Por último, mas não menos importante. Este é um filme onde a mulher é universal e não o homem. Os homens tiveram séculos para representar a condição humana. Agora é a vez da mulher ter uma oportunidade de cometer seus próprios erros. Aguardo ansioso o novo século dela. Embora, com 83 anos, eu não possa ver muito mais. Os homens na Elena de Petra são pedras. Fazem apenas curtíssimas aparições– o pai e, imagino, o namorado. Close-ups estáticos.

Espero que Elena receba em Nova York o reconhecimento que a eludiu em vida.

 

Leia a íntegra do discurso de Edmundo Desnoes (no original, em inglês):

Most literature and films are polysemic, have several possible readings. I have experienced ELENA from both a historic and a narrative perspective.

The visual documentary illusion is just the form, the appearance of what I find to be a quest for identity and inner meaning. The life of the narrator is just a diving board from which Petra takes a leap to reveal the search for Elena as she twists and turns in the air and plunges into the waters of being a woman in the twenty-first century.

Latin American cinema has been historically, with rare exceptions, too heavily loaded on the expression of outward reality; on too much social realism, folklore and crude surfaces. Pretending to reveal our predicament in the sound and fury of our aspirations and social behavior. In Brazil from the films of Glauber Rocha to City of God. Even my close friend Titón couldn’t avoid a Cuban tragicomic journey in Guantanamera. They might be classic films but create a lopsided vision of our continent.

Petra Costa has turned away from the sound and fury, turned inward to explore our subjectivity, delved into the waters of our consciousness, on our need for an individual, personal identity. Elena emerges from the womb of her socially committed parents. She even uses documentary footage to state her origins and then turns away from the collective to explore the individual. The rest of the film is a desperate need for the expression of the self. We suffer from too much Don Quixote in his absolute certainty, and too little from the doubts and ambiguity of Hamlet. Elena is a film that attempts to restore the much needed balance in Latin America between the outward expression and the inward quest.

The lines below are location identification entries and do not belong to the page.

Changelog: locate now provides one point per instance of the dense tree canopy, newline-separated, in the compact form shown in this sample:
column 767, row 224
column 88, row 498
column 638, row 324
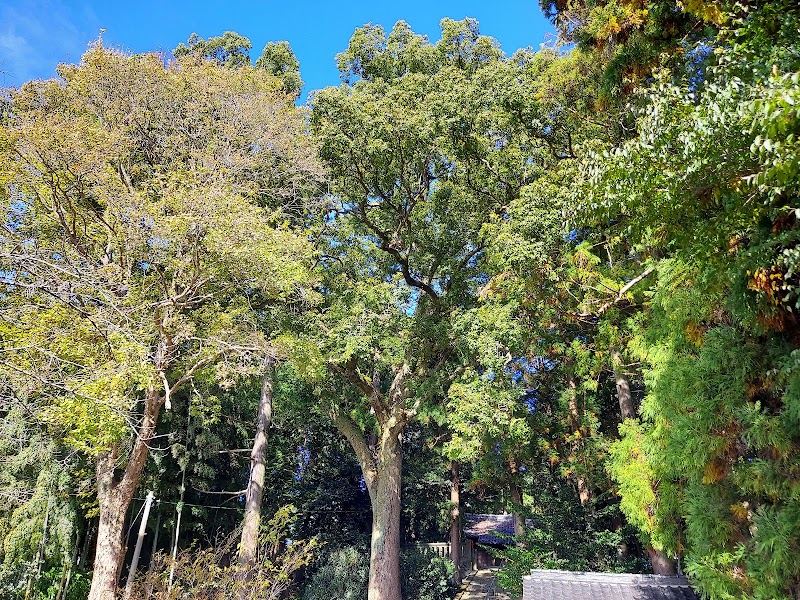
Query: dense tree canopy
column 561, row 283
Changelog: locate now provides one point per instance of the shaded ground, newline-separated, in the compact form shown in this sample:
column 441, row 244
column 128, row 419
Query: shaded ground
column 482, row 585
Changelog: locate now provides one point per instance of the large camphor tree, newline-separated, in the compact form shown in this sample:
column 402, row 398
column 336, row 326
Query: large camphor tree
column 145, row 208
column 416, row 148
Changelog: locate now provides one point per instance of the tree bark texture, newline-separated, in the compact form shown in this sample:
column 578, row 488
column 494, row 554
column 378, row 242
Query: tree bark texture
column 248, row 547
column 382, row 466
column 662, row 564
column 114, row 496
column 516, row 499
column 455, row 522
column 384, row 560
column 626, row 406
column 584, row 493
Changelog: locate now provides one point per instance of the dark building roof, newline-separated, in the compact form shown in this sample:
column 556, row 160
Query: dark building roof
column 566, row 585
column 494, row 530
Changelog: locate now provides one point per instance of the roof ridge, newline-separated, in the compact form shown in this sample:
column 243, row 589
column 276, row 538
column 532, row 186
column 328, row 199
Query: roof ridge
column 638, row 579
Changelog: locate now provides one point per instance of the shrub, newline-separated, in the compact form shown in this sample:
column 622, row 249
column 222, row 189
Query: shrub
column 345, row 575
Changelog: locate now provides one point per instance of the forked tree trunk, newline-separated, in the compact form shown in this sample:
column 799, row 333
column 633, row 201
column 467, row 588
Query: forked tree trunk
column 382, row 467
column 114, row 497
column 455, row 524
column 248, row 547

Now I will explore why I see Elena beyond history and an integral expression of a dangerous Western myth: Narcissus. In her quest she is only able to see herself and rejects most attempts by the other to claim her love. Narcissa rejects Echo and the entire background is a throbbing echo, a tenuous stream of lights and streets and houses. She dances alone, moves into herself aided by a rope. There are no face to face conversations with either her mother or her sister, only the narrative of Petra and the close-ups of her mother. I see the three women as one. You, the audience, are the three women and so am I as I watch Elena find her image, find herself in the waters into which she plunges. We are all water time. Mirrors and coupling are abominable, Borges wrote, because they multiply the number of men and women. And Petra shows we are all one and the same. Elena finds herself in her image, in her dancing image, in her sad portrait. She ends, inexorably, fulfilling herself in suicide by joining time as water flowing. It is a consummation devoutly to be wished: to die, to sleep.

I saw and continue to see Elena (the film is the character) as an authentic vision of our mortality. “La derrota” – once again I quote Borges – “tiene una dignidad que la ruidosa victoria no merece. Defeat has a dignity that noisy victory does not deserve.”

Last but not least. This is a film where woman is universal not man. Men have had centuries to represent the human predicament. Now it is woman’s turn to have an opportunity to make her own mistakes. I’m looking forward to her century. Although at age 83 I will not be around to see much. The men in Petra’s Elena are piedras, stones. They only make very short appearances – her father and her, I imagine, boyfriend. Static close-ups.

I hope Elena receives in New York the recognition that eluded her during her life.